Los otros dos estaban asombrados y estupefactos. Ella sonrió con picardía. Los había traído a un mundo nuevo y maravilloso.

Continuará...

M. D. Álvarez 

El guía. 2da parte.

El grupo acaba de emerger del abismo brumoso y está examinando su nuevo entorno. El sol, un disco dorado, pintaba el exuberante y extraño paisaje con tonos cálidos. Altísimos árboles bioluminiscentes proyectaban sombras intrincadas, y extrañas y exóticas criaturas revoloteaban entre el vibrante follaje. Era un mundo como nunca antes habían visto, un paraíso ganado a través de dificultades y coraje.

—Lo logramos —dijo él, con la voz llena de emoción. Miró a su compañera, cuyos ojos brillaban con una mezcla de miedo y emoción. Se habían enfrentado a la muerte juntos y su vínculo se había profundizado de una manera que ninguno de los dos había previsto.

Los otros dos miembros del grupo, aunque inicialmente aturdidos, se recuperaron rápidamente. Comenzaron a explorar su nuevo entorno, y su curiosidad despertó ante las extrañas y maravillosas vistas.

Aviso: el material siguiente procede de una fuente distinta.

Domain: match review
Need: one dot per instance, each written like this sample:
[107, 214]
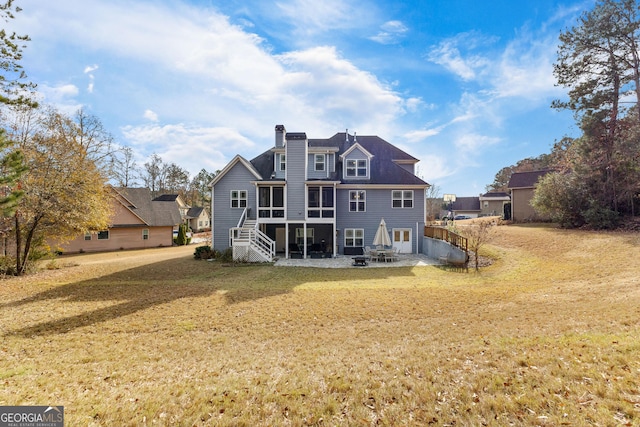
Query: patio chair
[392, 256]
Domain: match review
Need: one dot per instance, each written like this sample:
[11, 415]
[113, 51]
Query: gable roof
[466, 204]
[237, 159]
[153, 213]
[384, 164]
[195, 212]
[526, 179]
[495, 195]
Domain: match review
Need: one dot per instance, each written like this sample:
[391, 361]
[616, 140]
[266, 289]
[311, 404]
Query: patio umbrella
[382, 235]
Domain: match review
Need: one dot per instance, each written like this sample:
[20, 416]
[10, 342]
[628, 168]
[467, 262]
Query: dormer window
[356, 168]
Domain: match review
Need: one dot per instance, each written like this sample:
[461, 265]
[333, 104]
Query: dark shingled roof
[384, 169]
[496, 194]
[194, 212]
[166, 198]
[466, 204]
[155, 213]
[526, 179]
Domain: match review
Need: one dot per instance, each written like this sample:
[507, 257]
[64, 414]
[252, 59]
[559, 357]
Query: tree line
[56, 170]
[595, 178]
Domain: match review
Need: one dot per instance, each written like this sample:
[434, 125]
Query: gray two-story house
[318, 198]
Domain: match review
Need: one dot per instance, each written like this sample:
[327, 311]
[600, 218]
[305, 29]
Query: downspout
[212, 218]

Él y ella los observaron, con el corazón lleno de una sensación de logro. A medida que los días se convirtieron en semanas, se adaptaron a su nuevo hogar. Aprendieron a cazar animales locales, recolectar plantas comestibles y construir un refugio. Él, con sus agudas habilidades de supervivencia, les enseñó a navegar por la densa jungla y evitar las peligrosas criaturas que acechaban en su interior.

Pero su idílica existencia pronto se vio interrumpida. Una nueva amenaza surgió de las profundidades de la jungla: una tribu de nativos hostiles, ferozmente protectores de su territorio. El grupo se vio atrapado en un conflicto que no había buscado y se vio obligado a defender su nuevo hogar.

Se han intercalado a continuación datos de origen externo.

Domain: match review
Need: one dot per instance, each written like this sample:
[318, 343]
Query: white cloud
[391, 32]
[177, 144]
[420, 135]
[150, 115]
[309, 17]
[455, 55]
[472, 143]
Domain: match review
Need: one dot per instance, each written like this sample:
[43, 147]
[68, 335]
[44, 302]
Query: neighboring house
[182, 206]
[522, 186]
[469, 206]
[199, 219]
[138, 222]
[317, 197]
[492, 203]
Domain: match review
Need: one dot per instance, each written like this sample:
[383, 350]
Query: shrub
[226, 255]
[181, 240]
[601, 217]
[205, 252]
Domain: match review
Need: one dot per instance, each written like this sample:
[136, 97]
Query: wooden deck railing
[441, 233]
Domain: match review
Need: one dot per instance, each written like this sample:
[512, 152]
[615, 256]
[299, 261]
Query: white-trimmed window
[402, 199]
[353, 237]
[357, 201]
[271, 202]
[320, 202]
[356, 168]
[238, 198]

El enfrentamiento fue feroz; la tribu era numerosa y no parecía desistir. Él, en un alarde de serenidad, alzó las manos y ordenó a sus acompañantes que depusieran las armas. Uno de los que estaba más cerca de él llamó a su líder. Era un guerrero grande y aterrador.

—¿Qué pretendes hacer? —preguntó ella, sabiendo lo que él estaba pertreñando.

—Lo voy a retar a un combate individual —dijo él, mirando fijamente a aquel mastodonte. Lo estudiaba con meticulosidad.

El gigante era grande y fuerte, pero muy lento. Utilizaría la velocidad y la inteligencia para derrotar a aquel monstruo. Tan solo le hizo falta dos movimientos y el guerrero estaba arrodillado y sometido a su voluntad.

El resto de la tribu se vio asustada ante aquel hombre que había logrado derrotar a su mejor guerrero.

El gobernante de la tribu decidió cederles una de las mejores regiones de su vasto territorio.